4.Variable decelerations Rationale:Variable decelerations occur if the umbilical cord becomes compressed, reducing blood flow between the placenta and the fetus. Variability refers to fluctuations in the baseline fetal heart rate. Accelerations are a reassuring sign and usually occur with fetal movement. Early decelerations result from pressure on the fetal head during a contraction. Test-Taking Strategy(ies):Focus on the subject, umbilical cord compression. Recalling that variable decelerations occur if the umbilical cord becomes compressed will direct you to the correct option.

A stillborn baby was delivered in the birthing suite a few hours ago. After the delivery, the family remained together, holding and touching the baby. Which statement by the nurse would assist the family in their period of grief? 1. "What can I do for you?" 2. "Now you have an angel in heaven." 3. "Don't worry, there is nothing you could have done to prevent this from happening." 4. "We will see to it that you have an early discharge so that you don't have to be reminded of this experience."

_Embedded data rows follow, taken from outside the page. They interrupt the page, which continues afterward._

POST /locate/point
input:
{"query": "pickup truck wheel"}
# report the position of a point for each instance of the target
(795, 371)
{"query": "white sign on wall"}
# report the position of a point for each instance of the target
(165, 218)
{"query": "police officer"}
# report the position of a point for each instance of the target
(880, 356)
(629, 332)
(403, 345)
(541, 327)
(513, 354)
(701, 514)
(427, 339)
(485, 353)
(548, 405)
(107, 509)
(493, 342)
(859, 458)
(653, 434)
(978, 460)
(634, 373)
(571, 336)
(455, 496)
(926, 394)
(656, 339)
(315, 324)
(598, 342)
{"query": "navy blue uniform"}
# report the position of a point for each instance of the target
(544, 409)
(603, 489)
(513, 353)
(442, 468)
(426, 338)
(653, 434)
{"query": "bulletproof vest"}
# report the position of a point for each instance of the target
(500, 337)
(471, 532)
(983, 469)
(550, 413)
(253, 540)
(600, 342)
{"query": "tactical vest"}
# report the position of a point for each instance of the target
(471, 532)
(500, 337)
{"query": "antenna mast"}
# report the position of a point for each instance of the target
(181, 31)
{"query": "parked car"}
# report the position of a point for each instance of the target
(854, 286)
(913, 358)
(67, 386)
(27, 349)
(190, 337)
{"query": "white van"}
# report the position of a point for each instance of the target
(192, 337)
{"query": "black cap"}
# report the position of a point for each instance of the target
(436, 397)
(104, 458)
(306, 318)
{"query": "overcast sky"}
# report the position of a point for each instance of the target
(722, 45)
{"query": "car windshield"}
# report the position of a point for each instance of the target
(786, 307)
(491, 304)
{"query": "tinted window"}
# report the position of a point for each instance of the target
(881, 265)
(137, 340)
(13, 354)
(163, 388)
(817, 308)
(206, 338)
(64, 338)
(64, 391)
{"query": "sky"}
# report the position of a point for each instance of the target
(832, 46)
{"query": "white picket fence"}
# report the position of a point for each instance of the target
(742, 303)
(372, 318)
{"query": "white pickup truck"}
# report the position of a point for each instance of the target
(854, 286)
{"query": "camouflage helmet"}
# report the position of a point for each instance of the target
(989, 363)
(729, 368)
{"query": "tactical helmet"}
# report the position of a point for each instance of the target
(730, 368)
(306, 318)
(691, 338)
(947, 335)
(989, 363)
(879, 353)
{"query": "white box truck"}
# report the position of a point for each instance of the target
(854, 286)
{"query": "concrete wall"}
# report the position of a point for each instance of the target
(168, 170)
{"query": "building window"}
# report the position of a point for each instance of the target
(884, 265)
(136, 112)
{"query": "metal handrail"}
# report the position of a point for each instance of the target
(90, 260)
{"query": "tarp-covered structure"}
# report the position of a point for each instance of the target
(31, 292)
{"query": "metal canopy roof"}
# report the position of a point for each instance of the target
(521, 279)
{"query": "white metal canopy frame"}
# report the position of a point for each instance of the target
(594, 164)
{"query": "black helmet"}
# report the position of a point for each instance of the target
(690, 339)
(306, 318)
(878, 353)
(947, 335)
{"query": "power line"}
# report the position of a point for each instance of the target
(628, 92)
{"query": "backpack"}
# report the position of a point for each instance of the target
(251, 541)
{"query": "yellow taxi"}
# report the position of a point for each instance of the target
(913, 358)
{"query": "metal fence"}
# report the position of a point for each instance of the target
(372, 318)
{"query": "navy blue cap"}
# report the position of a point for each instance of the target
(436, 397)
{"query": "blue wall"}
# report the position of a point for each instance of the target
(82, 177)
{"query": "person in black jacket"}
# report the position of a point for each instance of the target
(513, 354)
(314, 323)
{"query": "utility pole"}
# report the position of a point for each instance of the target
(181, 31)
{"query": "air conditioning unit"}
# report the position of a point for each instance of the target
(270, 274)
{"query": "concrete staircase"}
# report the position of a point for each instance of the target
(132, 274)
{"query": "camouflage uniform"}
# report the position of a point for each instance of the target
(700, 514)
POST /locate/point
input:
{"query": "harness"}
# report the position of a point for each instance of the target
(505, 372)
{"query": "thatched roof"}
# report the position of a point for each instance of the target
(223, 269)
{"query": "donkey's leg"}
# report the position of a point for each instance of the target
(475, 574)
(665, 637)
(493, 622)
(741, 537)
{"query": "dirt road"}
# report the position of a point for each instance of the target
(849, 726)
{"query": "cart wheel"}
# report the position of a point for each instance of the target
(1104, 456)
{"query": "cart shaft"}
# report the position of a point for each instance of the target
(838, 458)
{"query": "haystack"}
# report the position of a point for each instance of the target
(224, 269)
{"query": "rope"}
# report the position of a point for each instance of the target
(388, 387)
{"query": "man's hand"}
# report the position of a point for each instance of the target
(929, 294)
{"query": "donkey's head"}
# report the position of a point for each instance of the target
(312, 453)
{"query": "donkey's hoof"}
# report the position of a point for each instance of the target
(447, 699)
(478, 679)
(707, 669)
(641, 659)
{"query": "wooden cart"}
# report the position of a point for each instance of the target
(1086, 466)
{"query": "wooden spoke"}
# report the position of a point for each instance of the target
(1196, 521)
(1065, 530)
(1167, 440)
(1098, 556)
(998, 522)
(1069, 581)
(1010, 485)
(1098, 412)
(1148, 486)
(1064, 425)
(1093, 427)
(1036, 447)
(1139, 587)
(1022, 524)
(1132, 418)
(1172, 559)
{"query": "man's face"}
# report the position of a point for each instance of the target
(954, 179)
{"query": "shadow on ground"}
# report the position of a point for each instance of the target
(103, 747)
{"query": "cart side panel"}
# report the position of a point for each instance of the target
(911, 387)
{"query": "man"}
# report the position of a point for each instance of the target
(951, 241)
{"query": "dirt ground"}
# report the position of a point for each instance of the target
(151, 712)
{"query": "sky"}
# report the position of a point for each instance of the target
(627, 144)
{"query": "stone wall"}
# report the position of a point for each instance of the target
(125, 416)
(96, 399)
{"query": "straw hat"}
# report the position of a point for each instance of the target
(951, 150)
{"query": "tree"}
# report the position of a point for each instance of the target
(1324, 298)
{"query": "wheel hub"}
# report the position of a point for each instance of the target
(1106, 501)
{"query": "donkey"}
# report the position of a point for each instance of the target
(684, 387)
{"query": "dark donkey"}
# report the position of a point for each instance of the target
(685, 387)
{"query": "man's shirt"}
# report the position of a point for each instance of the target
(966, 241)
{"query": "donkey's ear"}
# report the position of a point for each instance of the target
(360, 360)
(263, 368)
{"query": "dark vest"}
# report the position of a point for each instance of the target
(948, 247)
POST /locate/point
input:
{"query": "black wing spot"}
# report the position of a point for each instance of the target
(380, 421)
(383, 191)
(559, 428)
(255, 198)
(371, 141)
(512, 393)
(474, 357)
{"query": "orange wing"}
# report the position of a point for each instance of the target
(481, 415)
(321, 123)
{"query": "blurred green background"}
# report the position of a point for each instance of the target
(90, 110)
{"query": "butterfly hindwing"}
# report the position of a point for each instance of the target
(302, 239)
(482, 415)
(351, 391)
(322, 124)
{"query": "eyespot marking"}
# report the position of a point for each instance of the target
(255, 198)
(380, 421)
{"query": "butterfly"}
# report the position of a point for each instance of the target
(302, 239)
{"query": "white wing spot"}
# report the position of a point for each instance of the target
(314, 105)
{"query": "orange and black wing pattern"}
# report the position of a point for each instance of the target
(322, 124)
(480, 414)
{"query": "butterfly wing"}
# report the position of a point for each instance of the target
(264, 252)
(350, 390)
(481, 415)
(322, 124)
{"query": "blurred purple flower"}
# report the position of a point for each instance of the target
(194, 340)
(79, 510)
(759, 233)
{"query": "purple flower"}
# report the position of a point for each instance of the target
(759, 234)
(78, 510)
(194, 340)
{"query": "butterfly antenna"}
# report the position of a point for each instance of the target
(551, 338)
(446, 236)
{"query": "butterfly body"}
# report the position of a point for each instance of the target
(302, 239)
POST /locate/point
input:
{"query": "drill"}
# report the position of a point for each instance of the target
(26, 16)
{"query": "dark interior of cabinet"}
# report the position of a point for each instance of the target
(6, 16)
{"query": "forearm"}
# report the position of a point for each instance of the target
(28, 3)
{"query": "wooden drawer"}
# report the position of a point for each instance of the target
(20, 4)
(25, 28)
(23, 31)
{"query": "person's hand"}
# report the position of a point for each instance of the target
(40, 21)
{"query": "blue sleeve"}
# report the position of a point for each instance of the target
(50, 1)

1. "What can I do for you?" Rationale:When a loss or death occurs, the nurse should ensure that parents have been honestly told about the situation by their primary health care provider or others on the health care team. It is important for the nurse to be with the parents at this time and to use therapeutic communication techniques. The nurse must also consider cultural and religious/spiritual practices and beliefs. The correct option provides a supportive, giving, and caring response. Options 2, 3, and 4 are blocks to communication and devalue the parents' feelings. Test-Taking Strategy(ies):Use knowledge of therapeutic communication techniques to answer the question. The correct option is the only option that reflects use of therapeutic communication techniques.